Literary Site Type: Historical Site

Carl Sandburg Home National Historic Site

Carl Sandburg and his family lived in this house from 1945 until Sandburg’s death in 1967. The park is located on 270 acres in western North Carolina. The average visit is 2 hours.

Today, National Park Service Rangers or park volunteer guides offer tours through the writer’s house. Visitors can also drop in on the bookstore, which offers a broad selection of Sandburg’s works.

Margaret Mitchell House

Located at the corner of 10th Street and Peachtree Street, Atlanta History Center Midtown contains the Margaret Mitchell House, a property listed on the National Register of Historic Places. The Margaret Mitchell House features guided tours of the apartment where Margaret Mitchell wrote Gone With the Wind, a Gone With the Wind movie exhibition, an exhibition showcasing the life and times of Mitchell, and the Margaret Mitchell gift shop.

Robinson Jeffers Tor House

Robinson Jeffers built Tor House and Hawk Tower as a home and refuge for himself and his family.  It was in Tor House that Jeffers wrote all of his major works: the long narratives of “this coast crying out for tragedy,” the shorter meditative lyrics and dramas on classical themes, and the critically acclaimed adaptation of Medea for the Broadway stage. The Tor House Foundation offers docent-led tours, curates a performance and reading series, and sponsors an annual Robinson Jeffers Poetry Prize. 
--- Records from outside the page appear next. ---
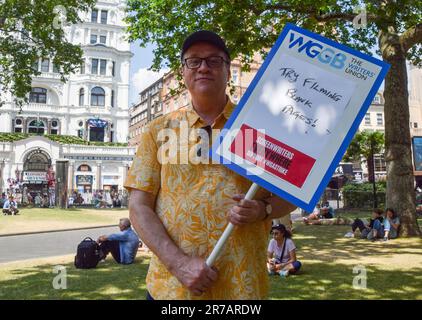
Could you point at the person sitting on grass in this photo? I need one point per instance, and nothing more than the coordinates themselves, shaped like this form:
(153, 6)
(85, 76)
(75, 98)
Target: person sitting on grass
(374, 229)
(281, 255)
(123, 245)
(391, 224)
(10, 206)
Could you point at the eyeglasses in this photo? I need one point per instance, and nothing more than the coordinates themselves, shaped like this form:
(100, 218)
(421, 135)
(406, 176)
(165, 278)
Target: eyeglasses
(213, 62)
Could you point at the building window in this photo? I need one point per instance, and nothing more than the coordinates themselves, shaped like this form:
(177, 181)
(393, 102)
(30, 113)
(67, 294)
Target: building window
(84, 168)
(96, 134)
(104, 16)
(35, 65)
(235, 76)
(368, 119)
(380, 121)
(103, 65)
(97, 97)
(56, 69)
(94, 15)
(94, 66)
(93, 39)
(81, 96)
(54, 127)
(18, 125)
(36, 126)
(38, 95)
(45, 65)
(380, 164)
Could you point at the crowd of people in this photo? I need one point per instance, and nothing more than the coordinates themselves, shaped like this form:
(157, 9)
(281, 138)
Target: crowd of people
(99, 199)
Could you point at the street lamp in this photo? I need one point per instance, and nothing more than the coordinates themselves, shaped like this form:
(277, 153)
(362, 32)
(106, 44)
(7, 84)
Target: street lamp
(374, 186)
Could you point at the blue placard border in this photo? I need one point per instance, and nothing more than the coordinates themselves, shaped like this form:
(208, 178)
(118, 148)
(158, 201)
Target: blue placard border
(355, 125)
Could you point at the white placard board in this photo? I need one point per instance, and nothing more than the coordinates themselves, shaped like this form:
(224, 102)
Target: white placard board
(299, 114)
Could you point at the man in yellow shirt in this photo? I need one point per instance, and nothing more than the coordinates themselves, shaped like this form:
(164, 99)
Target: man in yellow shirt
(180, 202)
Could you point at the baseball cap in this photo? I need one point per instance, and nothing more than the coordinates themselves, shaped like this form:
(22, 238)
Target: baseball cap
(280, 227)
(204, 36)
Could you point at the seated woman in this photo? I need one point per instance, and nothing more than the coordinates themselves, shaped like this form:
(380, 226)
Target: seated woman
(391, 224)
(314, 215)
(374, 229)
(281, 255)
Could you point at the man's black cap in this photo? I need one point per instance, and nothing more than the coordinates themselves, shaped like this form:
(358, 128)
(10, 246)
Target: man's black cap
(204, 36)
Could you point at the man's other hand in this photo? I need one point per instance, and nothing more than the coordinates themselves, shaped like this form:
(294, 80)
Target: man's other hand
(246, 211)
(195, 275)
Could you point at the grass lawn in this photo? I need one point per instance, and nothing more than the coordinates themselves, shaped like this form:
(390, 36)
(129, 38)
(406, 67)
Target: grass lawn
(43, 219)
(394, 271)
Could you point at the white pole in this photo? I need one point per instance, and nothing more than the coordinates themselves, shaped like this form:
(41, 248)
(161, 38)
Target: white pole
(226, 234)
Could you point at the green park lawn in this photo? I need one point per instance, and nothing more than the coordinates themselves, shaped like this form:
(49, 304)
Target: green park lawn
(393, 269)
(46, 219)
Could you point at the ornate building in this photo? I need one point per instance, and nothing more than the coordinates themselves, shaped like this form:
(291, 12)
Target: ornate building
(93, 105)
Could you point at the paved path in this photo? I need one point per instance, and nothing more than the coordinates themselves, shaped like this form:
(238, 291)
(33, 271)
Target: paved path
(42, 245)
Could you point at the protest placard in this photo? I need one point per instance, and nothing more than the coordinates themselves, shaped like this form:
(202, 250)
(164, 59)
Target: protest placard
(299, 114)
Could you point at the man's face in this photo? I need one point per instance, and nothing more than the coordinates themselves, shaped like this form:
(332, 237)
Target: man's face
(204, 80)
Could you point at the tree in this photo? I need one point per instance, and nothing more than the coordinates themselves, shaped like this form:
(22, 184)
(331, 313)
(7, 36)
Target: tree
(33, 29)
(248, 26)
(364, 145)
Flannery O’Connor Childhood Home

Flannery O’Connor lived in this house at 207 East Charlton Street in Savannah from her birth in 1925 until 1938. Visitors to the house museum can see the home as it would have looked when the O’Connor family lived there. The Flannery O’Connor Childhood Home also offers a variety of free events throughout the year, including free Sunday lecture series in both the spring and the fall, and the Annual Ursrey Memorial Lecture, which has brought Michael Cunningham, Allan Gurganus, and Jaimy Gordon to Savannah.

Eudora Welty House

For 76 years, Eudora Welty lived and wrote in her home on 1119 Pinehurst Place in Jackson, Mississippi. The Eudora Welty House is a National Historic Landmark and one of the nation’s most intact literary house museums. Restored by the Mississipi Department of Archives and History after her death in 2001, the Eudora Welty House is open for tours by reservation. 

Paul Laurence Dunbar House

A modest two-story red brick building with nine rooms, the Paul Laurence Dunbar House was designated a National Historic Landmark in 1966. The surrounding Dunbar Historic District, named after the poet and author, was listed in the National Register of Historic Places on June 30, 1980. Dunbar wrote many of his works while living in Dayton. Today, the house serves as a Dunbar museum and is open for tours.

Willa Cather’s Childhood Home

Willa Cather came to Nebraska from Virginia in 1883 when she was nine years old. The Cather family lived in this home in Red Cloud from 1884 to 1904, a formative period in Cather’s development as a writer. Willa Cather describes the house in great detail in her novel The Song of the Lark and her short story “Old Mrs. Harris.” Visitors can see some of her original possessions still displayed there, as well as the family’s household items throughout the home.

The Steinbeck House

Built in 1897 and restored in 1973, this Queen Anne Victorian served as the birthplace and childhood home of John Steinbeck. Today, the house is operated by The Valley Guild as a luncheon restaurant. Tours and private parties are available.

Ralph Waldo Emerson House

Built in 1828, this square frame house served as the home to Ralph Waldo Emerson and his second wife, Lydia Jackson, from 1835 to his death in 1882. Today, the house still contains many of Emerson’s personal effects and the home’s original furnishings. Guided tours are offered from mid-April to mid-October.

Rowan Oak

Built in 1844, Rowan Oak was the home to William Faulkner and his family for over forty years. The house and its grounds are open to visitors for guided tours, but tour groups are encouraged to make arrangements ahead of time.